The People Party's Youth (DFU) in Denmark has filed a complaint against Nyhedsavisen for publishing a video showing their members competing to draw Mohammed at a party. The frontpage story from the freesheet's launch day has turned out to be a problematic scoop that raises troubling, but important questions.

A left-leaning editor gets hold of the 'ultimate scoop': a video showing drunken youth politicians from Denmark's biggest anti-immigration party competing to make fun of Mohammed, exactly what the editor for a long time has suspected goes on in the echelons of power on the far right. A disgrace for the party? Well, maybe people expected that sort of thing from The People Party's Youth (DFU), but the editor is attacked for reigniting Muslim anger by publishing the story. The Danish Embassy in Iran is bombarded with Molotov cocktails, and Danish Muslims scramble to explain to their counterparts worldwide that no, the video was not made to offend Muslims.
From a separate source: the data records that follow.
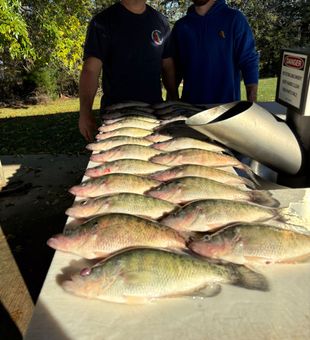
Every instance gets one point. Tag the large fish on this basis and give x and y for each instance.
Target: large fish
(106, 234)
(132, 116)
(207, 215)
(140, 276)
(128, 122)
(127, 151)
(116, 114)
(216, 174)
(186, 189)
(120, 106)
(125, 131)
(180, 143)
(112, 184)
(201, 157)
(171, 103)
(134, 204)
(109, 143)
(125, 166)
(255, 243)
(157, 137)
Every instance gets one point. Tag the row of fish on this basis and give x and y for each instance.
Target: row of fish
(168, 216)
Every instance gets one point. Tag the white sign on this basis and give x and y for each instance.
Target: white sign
(292, 78)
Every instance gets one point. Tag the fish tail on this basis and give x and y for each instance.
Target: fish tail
(263, 197)
(248, 171)
(249, 279)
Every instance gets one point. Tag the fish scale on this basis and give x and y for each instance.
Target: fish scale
(139, 275)
(261, 243)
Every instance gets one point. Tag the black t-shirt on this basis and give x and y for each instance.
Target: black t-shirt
(131, 47)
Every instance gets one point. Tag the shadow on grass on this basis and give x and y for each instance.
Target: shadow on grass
(54, 134)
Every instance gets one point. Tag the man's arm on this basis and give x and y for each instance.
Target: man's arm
(251, 92)
(87, 90)
(169, 78)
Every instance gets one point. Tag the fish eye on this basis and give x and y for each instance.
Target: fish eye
(85, 272)
(206, 238)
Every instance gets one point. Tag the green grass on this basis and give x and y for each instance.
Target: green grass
(266, 90)
(53, 127)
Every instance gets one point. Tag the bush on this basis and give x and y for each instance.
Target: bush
(42, 82)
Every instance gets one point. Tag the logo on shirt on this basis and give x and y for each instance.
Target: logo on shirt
(157, 37)
(222, 34)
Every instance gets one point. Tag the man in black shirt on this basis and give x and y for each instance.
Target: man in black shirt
(128, 42)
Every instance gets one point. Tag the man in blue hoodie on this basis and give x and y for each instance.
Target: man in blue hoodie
(212, 46)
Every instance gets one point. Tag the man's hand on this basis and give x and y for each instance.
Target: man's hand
(88, 126)
(88, 88)
(251, 92)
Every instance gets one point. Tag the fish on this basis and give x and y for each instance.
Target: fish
(125, 131)
(185, 189)
(216, 174)
(157, 137)
(129, 203)
(201, 157)
(212, 214)
(116, 141)
(103, 235)
(131, 116)
(120, 106)
(127, 151)
(255, 244)
(143, 275)
(112, 184)
(125, 166)
(115, 114)
(171, 103)
(180, 143)
(128, 122)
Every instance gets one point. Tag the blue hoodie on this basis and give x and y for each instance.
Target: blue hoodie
(211, 51)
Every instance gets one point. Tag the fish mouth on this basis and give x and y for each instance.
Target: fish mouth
(73, 285)
(157, 146)
(54, 242)
(73, 191)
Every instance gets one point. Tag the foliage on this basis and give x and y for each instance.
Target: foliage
(14, 36)
(47, 36)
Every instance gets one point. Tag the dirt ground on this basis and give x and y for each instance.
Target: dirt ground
(32, 208)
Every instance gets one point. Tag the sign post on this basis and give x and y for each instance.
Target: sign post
(293, 91)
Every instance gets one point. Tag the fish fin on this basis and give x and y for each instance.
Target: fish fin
(289, 216)
(248, 171)
(249, 183)
(263, 197)
(209, 291)
(247, 278)
(300, 259)
(136, 300)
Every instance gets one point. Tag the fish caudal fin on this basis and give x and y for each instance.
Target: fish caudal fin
(248, 171)
(249, 279)
(263, 197)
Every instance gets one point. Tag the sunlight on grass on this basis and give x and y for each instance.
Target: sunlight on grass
(53, 107)
(266, 92)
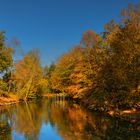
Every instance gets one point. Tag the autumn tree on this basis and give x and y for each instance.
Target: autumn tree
(28, 74)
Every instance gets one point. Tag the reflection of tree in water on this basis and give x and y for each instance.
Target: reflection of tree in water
(73, 122)
(29, 119)
(119, 130)
(5, 124)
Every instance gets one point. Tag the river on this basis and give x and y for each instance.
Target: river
(54, 119)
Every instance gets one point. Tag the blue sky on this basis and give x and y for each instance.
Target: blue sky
(54, 26)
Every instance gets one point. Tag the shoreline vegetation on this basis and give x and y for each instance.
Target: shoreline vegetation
(102, 72)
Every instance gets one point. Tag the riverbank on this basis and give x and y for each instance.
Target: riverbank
(127, 114)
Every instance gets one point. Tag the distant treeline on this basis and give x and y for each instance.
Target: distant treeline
(102, 70)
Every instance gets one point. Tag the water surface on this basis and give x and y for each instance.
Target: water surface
(51, 119)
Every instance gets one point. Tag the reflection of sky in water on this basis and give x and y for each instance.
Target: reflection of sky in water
(47, 132)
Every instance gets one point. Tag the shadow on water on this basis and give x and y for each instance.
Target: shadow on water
(59, 119)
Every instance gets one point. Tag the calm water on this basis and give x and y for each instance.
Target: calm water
(51, 119)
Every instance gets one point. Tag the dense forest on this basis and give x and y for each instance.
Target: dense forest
(102, 71)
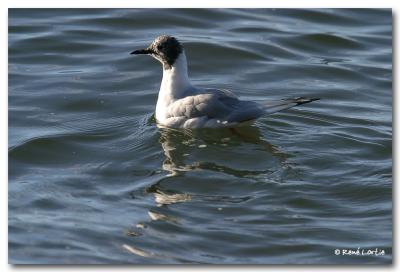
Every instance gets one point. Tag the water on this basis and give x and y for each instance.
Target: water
(93, 180)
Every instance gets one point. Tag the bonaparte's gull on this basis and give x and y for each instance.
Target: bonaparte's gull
(181, 105)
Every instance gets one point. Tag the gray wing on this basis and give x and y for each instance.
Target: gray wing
(217, 104)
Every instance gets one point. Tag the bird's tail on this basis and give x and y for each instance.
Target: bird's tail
(278, 105)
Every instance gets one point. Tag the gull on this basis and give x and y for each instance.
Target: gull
(182, 105)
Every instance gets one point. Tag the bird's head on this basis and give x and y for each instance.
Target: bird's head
(166, 49)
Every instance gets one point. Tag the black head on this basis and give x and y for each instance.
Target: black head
(164, 48)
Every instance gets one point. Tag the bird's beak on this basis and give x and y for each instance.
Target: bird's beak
(142, 52)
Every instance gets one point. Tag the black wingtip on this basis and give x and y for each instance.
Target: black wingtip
(301, 100)
(304, 100)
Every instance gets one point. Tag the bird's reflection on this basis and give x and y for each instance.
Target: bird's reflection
(187, 150)
(179, 145)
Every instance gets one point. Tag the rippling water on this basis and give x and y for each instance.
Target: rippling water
(93, 180)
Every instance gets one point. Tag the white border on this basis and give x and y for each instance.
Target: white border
(172, 3)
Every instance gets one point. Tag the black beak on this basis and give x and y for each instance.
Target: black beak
(142, 52)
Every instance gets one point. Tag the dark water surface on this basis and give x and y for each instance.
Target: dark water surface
(93, 180)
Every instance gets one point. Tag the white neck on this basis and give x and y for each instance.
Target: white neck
(174, 83)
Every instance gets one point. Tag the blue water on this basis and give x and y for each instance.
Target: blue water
(93, 180)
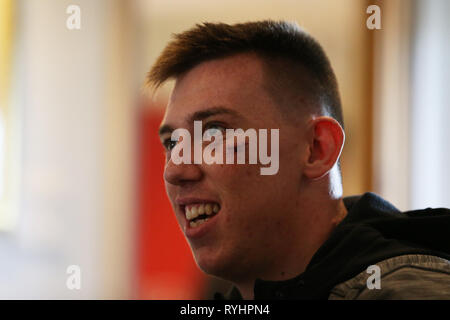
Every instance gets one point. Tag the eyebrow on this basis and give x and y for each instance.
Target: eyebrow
(201, 115)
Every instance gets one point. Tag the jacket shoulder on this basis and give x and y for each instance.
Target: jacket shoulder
(405, 277)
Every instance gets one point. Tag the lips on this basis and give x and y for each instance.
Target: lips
(199, 214)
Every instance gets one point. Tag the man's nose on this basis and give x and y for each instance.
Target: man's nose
(180, 174)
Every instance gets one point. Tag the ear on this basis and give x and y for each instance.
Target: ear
(325, 142)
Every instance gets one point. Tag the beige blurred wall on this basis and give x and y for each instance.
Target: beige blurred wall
(340, 26)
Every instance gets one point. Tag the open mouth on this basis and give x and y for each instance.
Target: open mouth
(199, 213)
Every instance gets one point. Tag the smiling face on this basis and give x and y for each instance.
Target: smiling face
(256, 214)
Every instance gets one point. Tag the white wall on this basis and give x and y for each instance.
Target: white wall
(76, 174)
(430, 109)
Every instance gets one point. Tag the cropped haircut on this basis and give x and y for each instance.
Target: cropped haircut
(294, 60)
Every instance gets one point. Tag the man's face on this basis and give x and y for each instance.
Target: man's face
(256, 212)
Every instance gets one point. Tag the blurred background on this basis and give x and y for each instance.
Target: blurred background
(80, 162)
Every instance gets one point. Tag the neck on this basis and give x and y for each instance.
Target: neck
(310, 232)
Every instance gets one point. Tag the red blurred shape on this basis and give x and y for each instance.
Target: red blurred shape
(166, 269)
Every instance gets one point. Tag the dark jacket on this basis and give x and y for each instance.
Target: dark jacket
(411, 249)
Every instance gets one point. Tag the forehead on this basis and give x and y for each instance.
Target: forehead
(235, 82)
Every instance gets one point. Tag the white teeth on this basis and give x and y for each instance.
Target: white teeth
(188, 213)
(194, 211)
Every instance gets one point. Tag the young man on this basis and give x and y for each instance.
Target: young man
(289, 234)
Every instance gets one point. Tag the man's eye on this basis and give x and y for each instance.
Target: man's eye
(214, 129)
(169, 144)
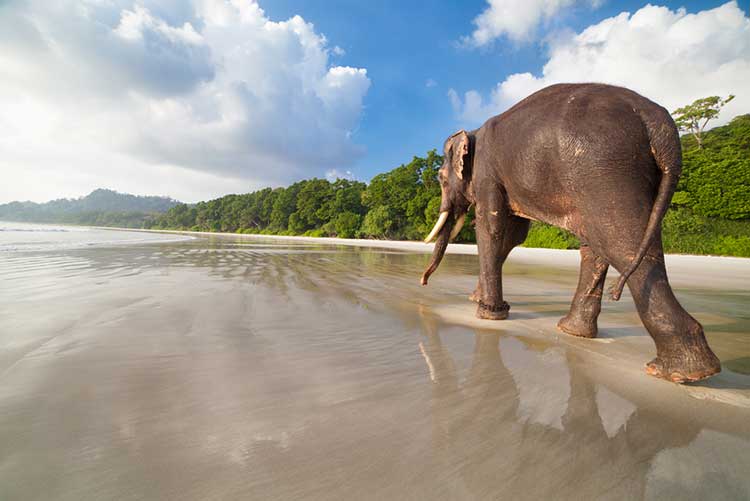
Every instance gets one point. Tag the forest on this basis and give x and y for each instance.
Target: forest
(710, 211)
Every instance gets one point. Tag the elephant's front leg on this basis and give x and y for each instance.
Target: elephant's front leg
(581, 320)
(498, 231)
(491, 304)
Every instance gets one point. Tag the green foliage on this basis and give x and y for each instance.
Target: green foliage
(694, 117)
(347, 224)
(716, 179)
(710, 214)
(686, 232)
(406, 192)
(550, 237)
(377, 223)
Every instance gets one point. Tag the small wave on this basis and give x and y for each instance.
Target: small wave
(35, 230)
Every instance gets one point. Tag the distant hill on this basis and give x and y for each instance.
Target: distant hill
(716, 179)
(100, 207)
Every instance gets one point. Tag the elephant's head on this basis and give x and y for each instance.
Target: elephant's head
(455, 185)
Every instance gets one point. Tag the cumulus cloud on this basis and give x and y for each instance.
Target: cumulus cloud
(671, 57)
(516, 20)
(217, 94)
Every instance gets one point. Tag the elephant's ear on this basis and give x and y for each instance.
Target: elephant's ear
(460, 150)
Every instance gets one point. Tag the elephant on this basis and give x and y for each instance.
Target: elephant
(599, 161)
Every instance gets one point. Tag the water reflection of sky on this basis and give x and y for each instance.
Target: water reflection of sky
(261, 370)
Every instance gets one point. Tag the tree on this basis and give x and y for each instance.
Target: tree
(346, 224)
(377, 223)
(694, 117)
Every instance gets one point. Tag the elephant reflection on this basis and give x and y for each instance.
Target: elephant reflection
(524, 423)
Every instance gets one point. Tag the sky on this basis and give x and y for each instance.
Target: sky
(195, 99)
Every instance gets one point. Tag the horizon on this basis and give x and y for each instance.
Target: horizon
(198, 99)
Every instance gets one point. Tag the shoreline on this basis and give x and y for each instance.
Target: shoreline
(718, 272)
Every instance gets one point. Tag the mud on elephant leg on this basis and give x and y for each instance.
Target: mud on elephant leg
(587, 302)
(498, 231)
(476, 296)
(682, 353)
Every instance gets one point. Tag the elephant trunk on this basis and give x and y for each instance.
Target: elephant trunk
(444, 236)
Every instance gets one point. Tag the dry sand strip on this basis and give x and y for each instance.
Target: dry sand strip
(701, 272)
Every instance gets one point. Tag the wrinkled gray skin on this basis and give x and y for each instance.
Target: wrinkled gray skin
(601, 162)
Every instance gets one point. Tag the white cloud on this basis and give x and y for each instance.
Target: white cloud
(516, 20)
(671, 57)
(126, 89)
The publishing editor insists that the international protests are not his fault but DFU's.

Yesterday, DFU filed a complaint against Nyhedsavisen to the Danish press complaints commission for publishing the video from their summer conference: "This was a closed, private arrangement where the public did not have access. The video recordings were made by a person who, at the time was a member, under the condition that the recordings were for private use only and would not be made public," said Kenneth Kristensen, the leader of DFU. He claimed that the video of drunken DFU members drawing Mohammed was of marginal public interest, and asserted that the only effect of publishing the recordings was to put the lives of those captured on the video in danger (several of them received death threats after the video was published and had to go undercover).

Now, one might argue, as many do, that the 'scoop' was lowbrow journalism at best, or a 'non-story', that it had an agenda (to disgrace the right), and it was a storm in a tea cup of limited interest to the public. Still, the angry and violent reactions this story has attracted are frightening and have far-reaching repercussions. I'm tempted here, to let the facts above stand on their own and let people draw their own conclusions, but here are a few questions this story leaves me with (apart from the ever controversial issue of filming by stealth):

Do we live in a world where journalists must abstain from reporting on certain issues for fear of offending religious sensibilities, even when, as in this case, wrongly or rightfully, the editor might have thought he contributed to revealing a threat to multiculturalism? Should he have expected the death threats to DFU? Is this something we have to learn to live with: that stories which expose a negative story about Islam, or people making fun of the religion, result in death threats against the people involved? And has it really come to this? That youths, admittedly with political roles, drawing stupid drawings at a party can become a threat to a country's economy (Danish companies faced renewed boycotts), and ultimately world peace?

Last week it was feared that Nyhedsavisen's 'scoop' would lead to a new crisis for Denmark on the same scale as the cartoon war. That seems to have been averted, but the whole affair leaves behind many disturbing questions.

Update 21/12-06: The Danish press complaints comisson critisises Nyhedavisen: a majority of its members feel the video was of no public interest, the freesheet's editor disagrees (in Danish, via Mediawatch).